You can also pass a “classes=” argument to rapply. For example, in a mixed list of numeric and character variables, you could specify that the function act only on the numeric values with “classes = numeric”.
7. tapply
Description: “Apply a function to each cell of a ragged array, that is to each (non-empty) group of values given by a unique combination of the levels of certain factors.”
Woah there. That sounds complicated. Don’t panic though, it becomes clearer when the required arguments are described. Usage is “tapply(X, INDEX, FUN = NULL, …, simplify = TRUE)”, where X is “an atomic object, typically a vector” and INDEX is “a list of factors, each of same length as X”.

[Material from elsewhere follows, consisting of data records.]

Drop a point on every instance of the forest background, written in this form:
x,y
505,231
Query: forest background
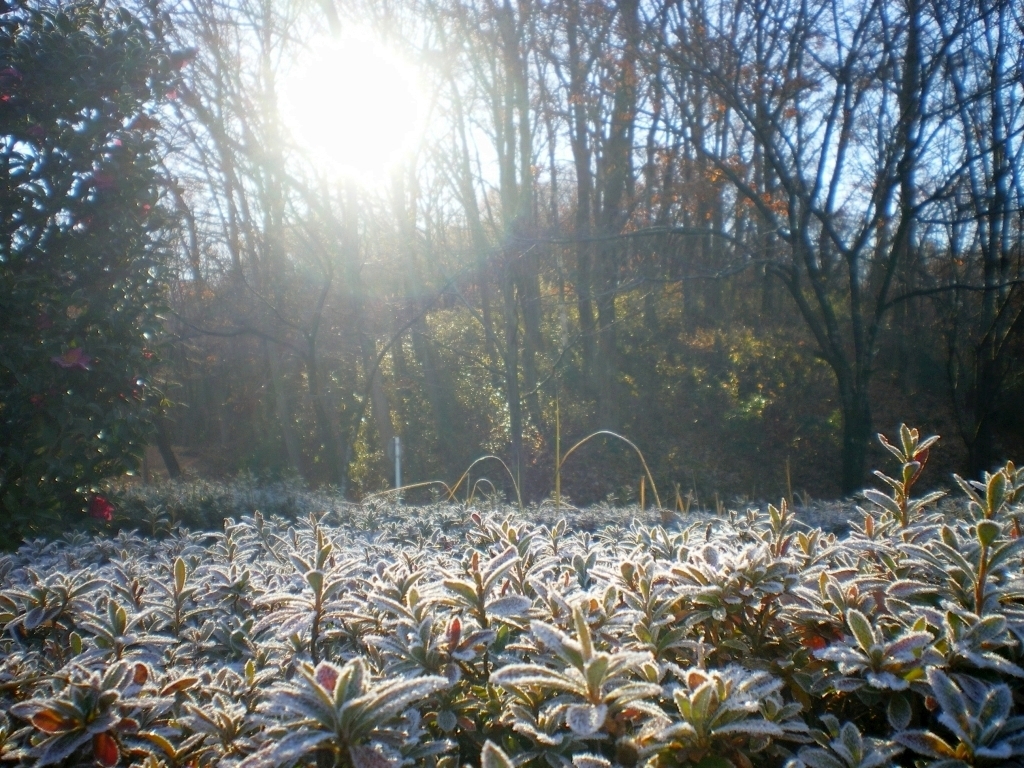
x,y
748,236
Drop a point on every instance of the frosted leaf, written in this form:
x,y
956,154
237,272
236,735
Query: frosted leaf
x,y
586,720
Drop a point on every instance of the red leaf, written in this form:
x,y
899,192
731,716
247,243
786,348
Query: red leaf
x,y
104,749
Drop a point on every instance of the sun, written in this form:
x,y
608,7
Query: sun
x,y
353,105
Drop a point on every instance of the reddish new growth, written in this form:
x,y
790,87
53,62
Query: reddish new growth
x,y
100,509
326,676
73,358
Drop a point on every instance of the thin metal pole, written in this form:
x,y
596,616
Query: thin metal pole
x,y
397,462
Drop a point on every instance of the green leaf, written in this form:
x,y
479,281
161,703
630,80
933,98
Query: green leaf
x,y
179,574
988,531
861,629
492,756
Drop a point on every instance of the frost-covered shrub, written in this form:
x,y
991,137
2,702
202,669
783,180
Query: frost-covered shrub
x,y
368,637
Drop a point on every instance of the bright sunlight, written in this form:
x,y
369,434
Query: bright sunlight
x,y
353,105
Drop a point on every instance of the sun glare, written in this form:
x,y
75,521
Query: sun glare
x,y
353,105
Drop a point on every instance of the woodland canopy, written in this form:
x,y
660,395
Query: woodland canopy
x,y
747,235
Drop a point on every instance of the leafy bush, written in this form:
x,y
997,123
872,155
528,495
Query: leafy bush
x,y
457,636
81,255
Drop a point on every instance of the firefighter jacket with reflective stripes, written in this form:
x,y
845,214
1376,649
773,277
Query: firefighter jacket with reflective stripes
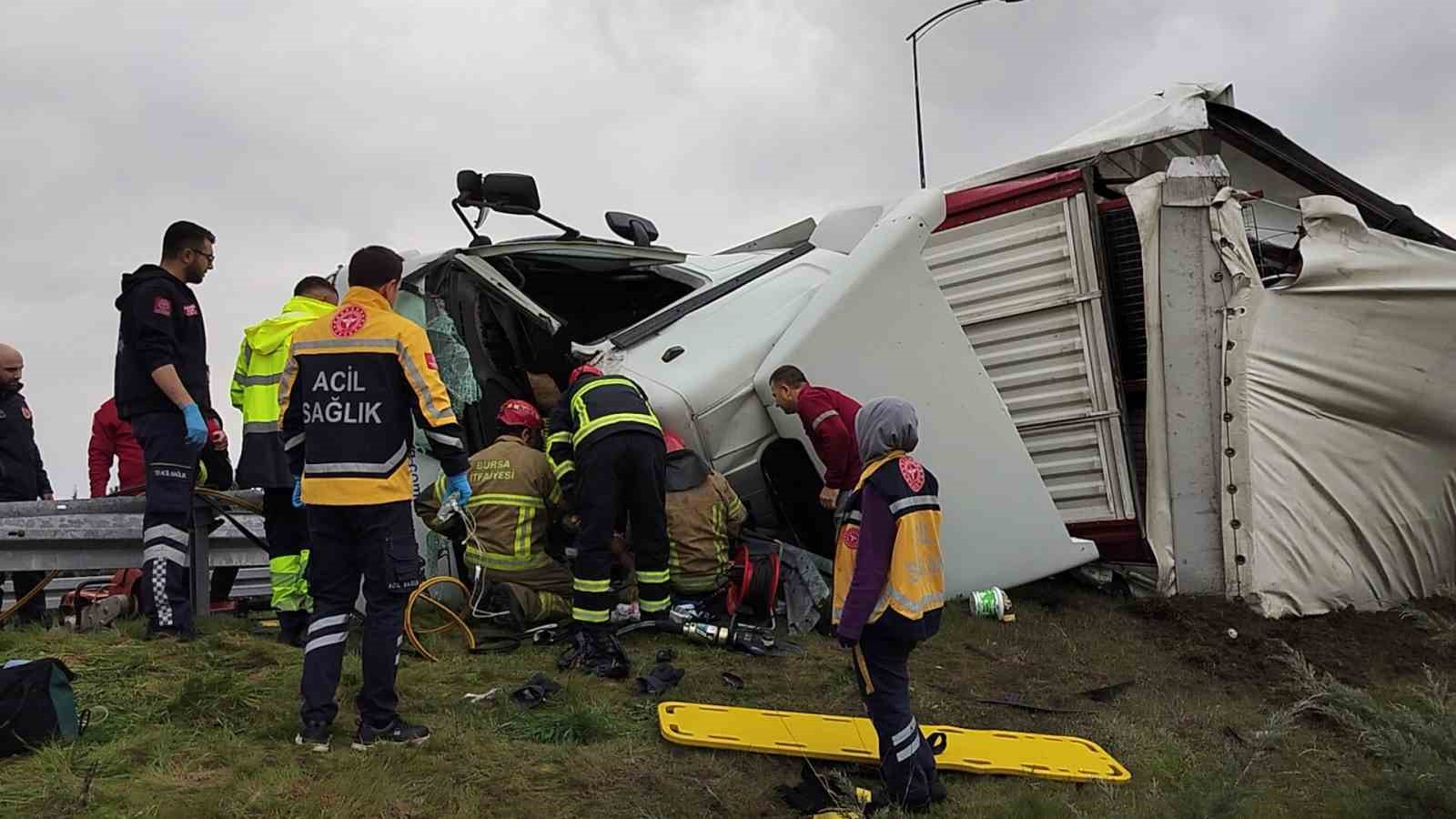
x,y
703,523
255,390
910,581
514,497
592,410
160,324
349,390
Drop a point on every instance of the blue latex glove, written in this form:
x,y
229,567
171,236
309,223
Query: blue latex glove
x,y
196,426
458,489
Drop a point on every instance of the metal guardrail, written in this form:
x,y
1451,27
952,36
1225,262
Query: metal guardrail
x,y
106,533
252,581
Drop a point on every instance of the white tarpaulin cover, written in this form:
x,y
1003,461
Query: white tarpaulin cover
x,y
1343,390
1350,402
1174,111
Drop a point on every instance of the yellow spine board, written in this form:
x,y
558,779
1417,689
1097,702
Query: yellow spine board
x,y
854,739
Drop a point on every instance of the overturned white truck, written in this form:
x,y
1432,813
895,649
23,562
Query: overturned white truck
x,y
848,299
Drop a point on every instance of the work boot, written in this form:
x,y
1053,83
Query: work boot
x,y
596,652
315,736
398,732
293,629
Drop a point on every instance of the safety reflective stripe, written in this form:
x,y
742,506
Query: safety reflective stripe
x,y
162,551
652,576
909,751
164,532
258,380
586,424
652,606
523,501
444,439
915,501
615,419
509,562
361,467
325,640
328,622
905,733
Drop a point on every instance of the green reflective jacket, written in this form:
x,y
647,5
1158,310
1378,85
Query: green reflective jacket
x,y
255,390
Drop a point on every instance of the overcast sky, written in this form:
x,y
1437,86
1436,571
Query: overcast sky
x,y
300,131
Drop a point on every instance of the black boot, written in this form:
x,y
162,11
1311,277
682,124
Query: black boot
x,y
293,629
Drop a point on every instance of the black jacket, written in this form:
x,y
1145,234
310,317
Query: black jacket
x,y
160,324
22,475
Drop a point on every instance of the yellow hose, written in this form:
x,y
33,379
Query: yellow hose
x,y
40,589
410,610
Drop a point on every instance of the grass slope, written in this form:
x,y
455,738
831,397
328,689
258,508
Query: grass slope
x,y
1212,726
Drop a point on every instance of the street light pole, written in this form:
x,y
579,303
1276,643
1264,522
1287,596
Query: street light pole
x,y
915,66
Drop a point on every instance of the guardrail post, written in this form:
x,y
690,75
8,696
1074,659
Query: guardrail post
x,y
198,560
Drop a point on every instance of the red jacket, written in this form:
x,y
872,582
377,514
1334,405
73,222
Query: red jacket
x,y
111,438
829,420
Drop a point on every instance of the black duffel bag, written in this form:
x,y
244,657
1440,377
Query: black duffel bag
x,y
36,705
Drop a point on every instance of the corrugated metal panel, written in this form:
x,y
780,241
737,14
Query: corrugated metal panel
x,y
1024,288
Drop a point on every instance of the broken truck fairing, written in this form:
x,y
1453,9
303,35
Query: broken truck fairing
x,y
852,305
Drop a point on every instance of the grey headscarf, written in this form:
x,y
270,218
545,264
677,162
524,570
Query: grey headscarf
x,y
885,424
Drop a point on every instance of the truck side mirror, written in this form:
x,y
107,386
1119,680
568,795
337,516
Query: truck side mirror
x,y
632,228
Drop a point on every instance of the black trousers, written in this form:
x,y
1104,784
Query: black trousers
x,y
351,542
623,471
906,761
24,581
167,519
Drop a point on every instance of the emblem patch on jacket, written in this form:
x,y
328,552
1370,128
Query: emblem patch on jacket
x,y
914,472
349,319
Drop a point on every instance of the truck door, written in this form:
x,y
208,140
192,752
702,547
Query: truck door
x,y
1021,268
878,325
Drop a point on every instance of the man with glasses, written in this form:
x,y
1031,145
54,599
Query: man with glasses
x,y
162,390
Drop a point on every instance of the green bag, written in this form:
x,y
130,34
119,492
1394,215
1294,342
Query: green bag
x,y
36,704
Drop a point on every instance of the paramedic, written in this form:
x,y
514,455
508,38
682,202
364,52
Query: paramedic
x,y
606,448
22,474
703,519
160,388
890,589
516,506
829,421
349,387
262,464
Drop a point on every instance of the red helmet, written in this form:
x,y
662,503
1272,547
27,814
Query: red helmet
x,y
519,414
582,370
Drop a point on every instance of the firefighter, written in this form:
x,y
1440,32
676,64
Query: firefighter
x,y
113,440
517,509
351,383
890,591
22,474
606,448
160,388
703,519
262,464
829,421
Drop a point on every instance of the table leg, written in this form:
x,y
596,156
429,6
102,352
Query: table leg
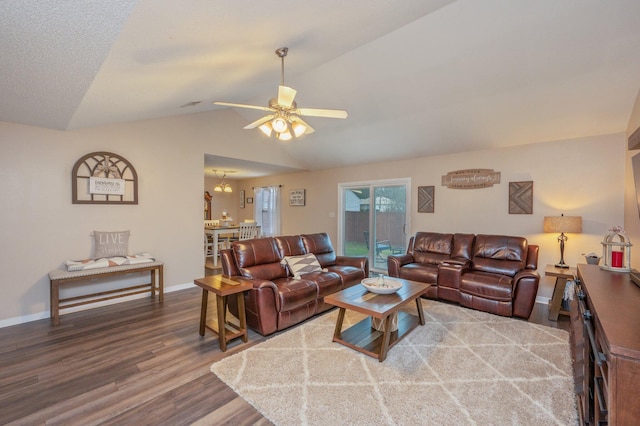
x,y
385,339
54,302
420,312
161,283
556,299
215,248
242,316
338,330
203,310
152,279
221,307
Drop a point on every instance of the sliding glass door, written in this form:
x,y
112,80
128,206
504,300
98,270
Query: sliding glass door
x,y
373,219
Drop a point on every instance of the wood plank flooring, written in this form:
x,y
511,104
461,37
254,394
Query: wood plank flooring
x,y
136,362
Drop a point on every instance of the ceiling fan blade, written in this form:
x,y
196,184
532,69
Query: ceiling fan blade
x,y
244,106
310,129
286,96
328,113
259,122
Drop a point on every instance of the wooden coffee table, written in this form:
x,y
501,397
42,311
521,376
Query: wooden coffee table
x,y
362,336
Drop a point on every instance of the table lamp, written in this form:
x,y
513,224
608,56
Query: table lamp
x,y
562,224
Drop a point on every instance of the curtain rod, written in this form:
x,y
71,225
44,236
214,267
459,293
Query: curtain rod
x,y
254,187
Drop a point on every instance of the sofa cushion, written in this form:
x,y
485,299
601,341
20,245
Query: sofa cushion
x,y
350,274
301,265
422,272
258,258
320,245
432,248
290,245
499,254
487,286
293,293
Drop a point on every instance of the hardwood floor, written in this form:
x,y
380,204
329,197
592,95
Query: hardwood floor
x,y
136,362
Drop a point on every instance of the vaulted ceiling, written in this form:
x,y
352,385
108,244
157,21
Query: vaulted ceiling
x,y
418,77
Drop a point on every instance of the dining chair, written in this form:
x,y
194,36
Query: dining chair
x,y
208,247
246,231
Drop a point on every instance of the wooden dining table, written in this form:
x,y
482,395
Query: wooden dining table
x,y
216,232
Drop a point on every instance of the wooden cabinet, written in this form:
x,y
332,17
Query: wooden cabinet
x,y
605,337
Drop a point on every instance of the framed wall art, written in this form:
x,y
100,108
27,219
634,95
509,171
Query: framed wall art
x,y
521,197
297,197
426,200
104,178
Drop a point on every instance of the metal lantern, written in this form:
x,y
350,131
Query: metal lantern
x,y
616,251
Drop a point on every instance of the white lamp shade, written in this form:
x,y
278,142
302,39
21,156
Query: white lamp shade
x,y
561,224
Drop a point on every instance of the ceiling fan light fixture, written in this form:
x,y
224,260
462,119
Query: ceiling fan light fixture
x,y
266,128
279,124
284,136
299,128
283,116
222,186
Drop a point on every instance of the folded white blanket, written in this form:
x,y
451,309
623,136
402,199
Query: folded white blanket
x,y
105,262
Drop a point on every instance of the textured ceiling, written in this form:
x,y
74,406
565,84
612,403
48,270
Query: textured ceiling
x,y
418,77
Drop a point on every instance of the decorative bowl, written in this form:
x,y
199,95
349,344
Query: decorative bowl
x,y
391,285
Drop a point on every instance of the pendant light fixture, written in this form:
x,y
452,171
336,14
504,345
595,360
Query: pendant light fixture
x,y
222,186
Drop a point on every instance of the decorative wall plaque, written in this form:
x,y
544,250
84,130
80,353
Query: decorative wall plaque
x,y
521,197
296,197
104,178
471,179
426,199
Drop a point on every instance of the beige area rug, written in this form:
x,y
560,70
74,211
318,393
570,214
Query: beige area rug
x,y
462,367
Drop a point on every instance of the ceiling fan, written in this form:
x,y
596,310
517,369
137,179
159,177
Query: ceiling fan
x,y
284,115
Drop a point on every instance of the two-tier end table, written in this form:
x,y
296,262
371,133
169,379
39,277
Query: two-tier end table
x,y
224,327
562,275
362,336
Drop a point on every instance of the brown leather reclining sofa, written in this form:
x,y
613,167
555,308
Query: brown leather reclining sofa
x,y
278,299
491,273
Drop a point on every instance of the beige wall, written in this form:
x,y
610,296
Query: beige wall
x,y
631,207
41,228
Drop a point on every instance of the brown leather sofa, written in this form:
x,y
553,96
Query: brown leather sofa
x,y
279,300
491,273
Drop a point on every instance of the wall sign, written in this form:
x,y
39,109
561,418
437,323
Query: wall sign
x,y
296,197
521,197
426,199
471,179
104,178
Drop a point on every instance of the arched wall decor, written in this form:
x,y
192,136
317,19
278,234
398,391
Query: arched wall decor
x,y
104,178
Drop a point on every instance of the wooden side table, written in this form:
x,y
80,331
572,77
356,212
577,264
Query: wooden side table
x,y
223,287
562,275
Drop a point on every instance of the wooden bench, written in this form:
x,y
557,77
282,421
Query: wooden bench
x,y
61,276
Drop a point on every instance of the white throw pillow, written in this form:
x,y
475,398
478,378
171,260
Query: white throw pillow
x,y
110,244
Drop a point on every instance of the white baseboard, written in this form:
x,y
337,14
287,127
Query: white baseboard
x,y
46,314
543,300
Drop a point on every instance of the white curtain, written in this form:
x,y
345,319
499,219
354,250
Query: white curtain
x,y
267,210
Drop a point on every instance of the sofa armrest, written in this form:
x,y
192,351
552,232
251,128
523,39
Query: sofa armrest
x,y
359,262
525,291
395,262
463,263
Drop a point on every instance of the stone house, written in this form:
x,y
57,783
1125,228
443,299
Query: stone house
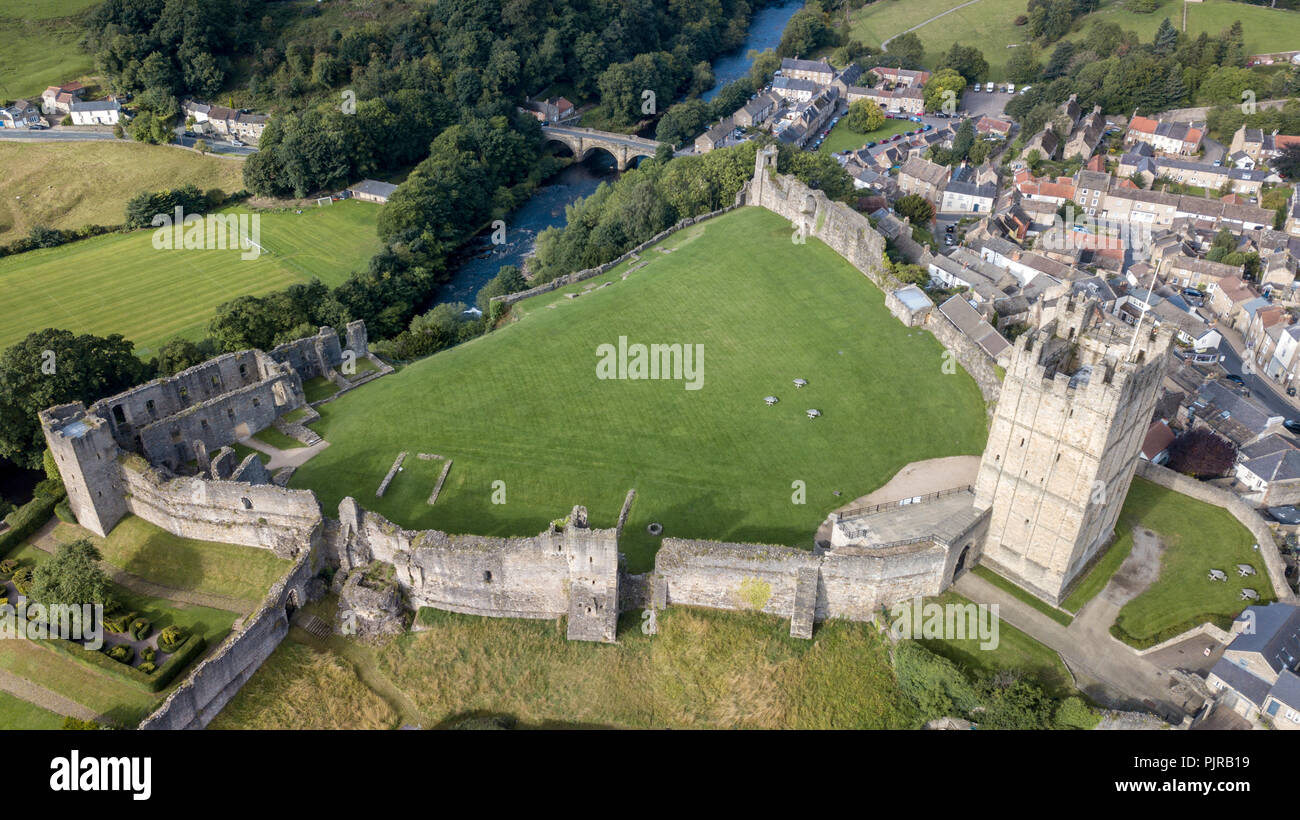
x,y
1256,676
923,178
99,112
57,100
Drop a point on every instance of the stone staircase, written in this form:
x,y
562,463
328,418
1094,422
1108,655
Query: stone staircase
x,y
805,603
313,625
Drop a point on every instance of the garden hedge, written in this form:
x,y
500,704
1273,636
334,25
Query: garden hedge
x,y
156,681
27,519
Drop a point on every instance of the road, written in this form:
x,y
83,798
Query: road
x,y
70,135
1262,389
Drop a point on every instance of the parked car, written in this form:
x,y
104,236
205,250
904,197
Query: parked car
x,y
1285,515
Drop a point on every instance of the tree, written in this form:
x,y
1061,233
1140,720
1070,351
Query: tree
x,y
905,52
55,367
1201,454
966,60
915,208
865,116
72,577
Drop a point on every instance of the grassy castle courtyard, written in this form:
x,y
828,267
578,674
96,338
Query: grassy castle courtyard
x,y
524,406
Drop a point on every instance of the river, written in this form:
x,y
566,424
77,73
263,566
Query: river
x,y
480,259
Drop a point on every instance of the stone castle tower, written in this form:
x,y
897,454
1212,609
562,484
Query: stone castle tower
x,y
1075,406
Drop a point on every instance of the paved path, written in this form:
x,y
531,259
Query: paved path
x,y
46,541
1104,668
885,44
294,456
39,695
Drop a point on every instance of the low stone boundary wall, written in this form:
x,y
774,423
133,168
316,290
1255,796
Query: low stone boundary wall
x,y
216,680
581,276
1204,629
1240,511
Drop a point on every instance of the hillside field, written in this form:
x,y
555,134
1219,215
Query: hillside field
x,y
121,283
989,25
73,185
40,40
524,404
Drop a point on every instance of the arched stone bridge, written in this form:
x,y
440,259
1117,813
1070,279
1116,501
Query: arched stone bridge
x,y
583,142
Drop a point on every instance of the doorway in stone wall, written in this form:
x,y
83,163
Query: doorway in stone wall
x,y
961,563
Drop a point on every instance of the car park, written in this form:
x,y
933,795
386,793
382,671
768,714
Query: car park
x,y
1285,515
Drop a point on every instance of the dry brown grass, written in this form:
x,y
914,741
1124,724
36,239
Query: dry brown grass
x,y
72,185
299,688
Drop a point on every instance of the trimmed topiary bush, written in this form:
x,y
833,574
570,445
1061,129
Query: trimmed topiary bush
x,y
172,638
141,628
22,580
122,653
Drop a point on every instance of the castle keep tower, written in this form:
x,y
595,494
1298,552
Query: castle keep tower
x,y
1075,406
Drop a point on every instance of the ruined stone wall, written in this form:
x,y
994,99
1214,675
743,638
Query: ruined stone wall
x,y
213,682
567,571
267,516
589,273
852,585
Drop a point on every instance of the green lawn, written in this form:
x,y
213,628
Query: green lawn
x,y
988,25
1266,30
40,46
1008,586
843,138
524,404
1014,650
17,714
156,555
1100,573
121,283
1199,537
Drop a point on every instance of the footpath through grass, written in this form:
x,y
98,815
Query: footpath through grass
x,y
1197,537
1008,586
525,404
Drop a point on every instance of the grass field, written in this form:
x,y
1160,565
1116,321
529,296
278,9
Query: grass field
x,y
843,138
1014,650
40,44
1266,30
703,669
120,283
1199,537
17,714
989,25
524,404
72,185
151,552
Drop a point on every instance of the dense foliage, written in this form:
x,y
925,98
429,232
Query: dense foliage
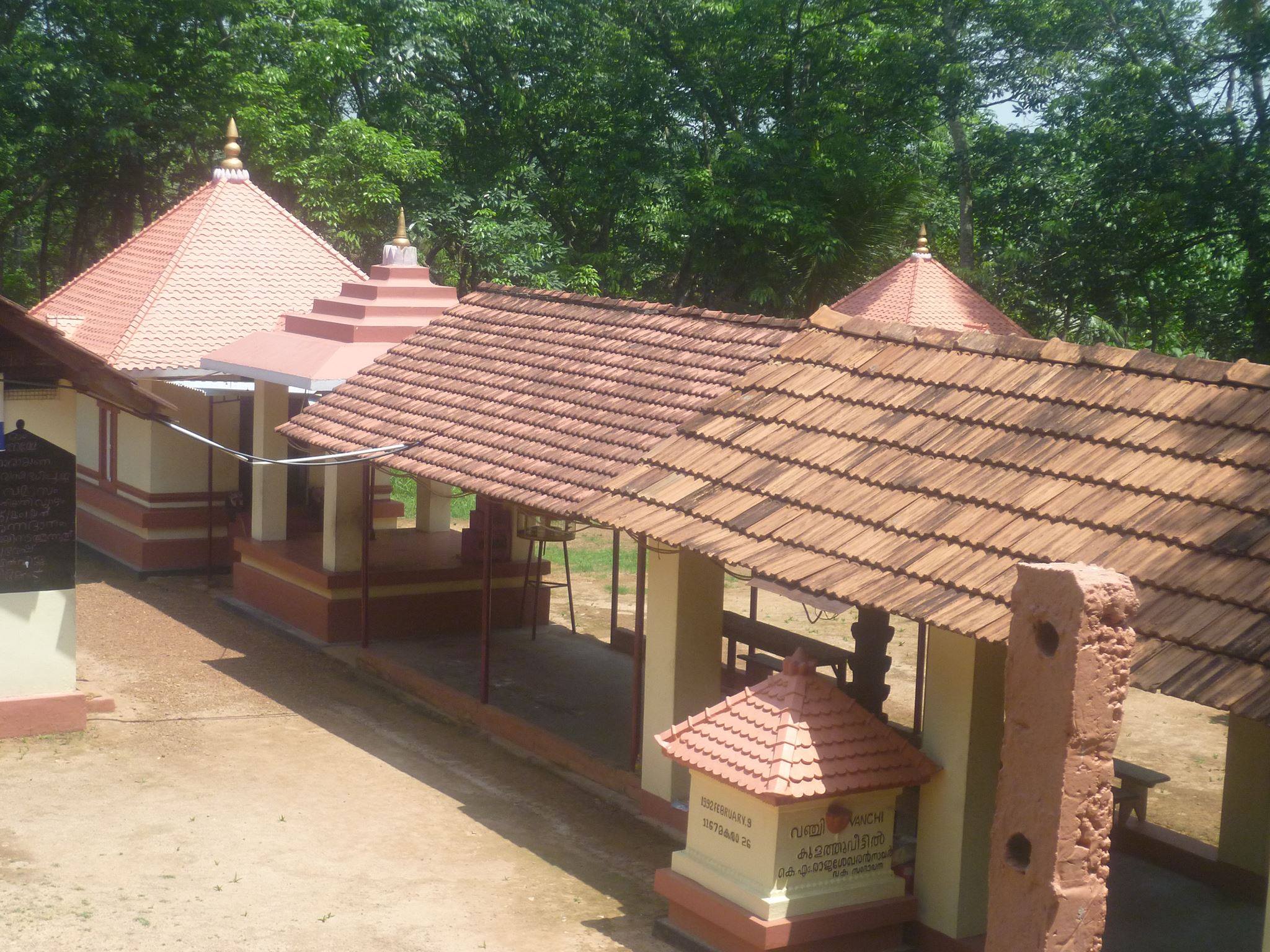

So, to go back to the famous iris data, “Species” might be a factor and “iris$Petal.Width” would give us a vector of values. We could then run something like:
1
2
3
4
5
attach(iris)
# mean petal length by species
tapply(iris$Petal.Length, Species, mean)
    setosa versicolor  virginica
     1.462      4.260      5.552
Summary
I’ve used very simple examples here, with contrived data and standard functions (such as mean and sum). For me, this is the easiest way to learn what a function does: I can look at the original data, then the result and figure out what happened. However, the “apply” family is a much more powerful than these illustrations – I encourage you to play around with it.
The things to consider when choosing an apply function are basically:
  • What class is my input data? – vector, matrix, data frame…
  • On which subsets of that data do I want the function to act? – rows, columns, all values…
  • What class will the function return? How is the original data structure transformed?
It’s the usual input-process-output story: what do I have, what do I want and what lies inbetween?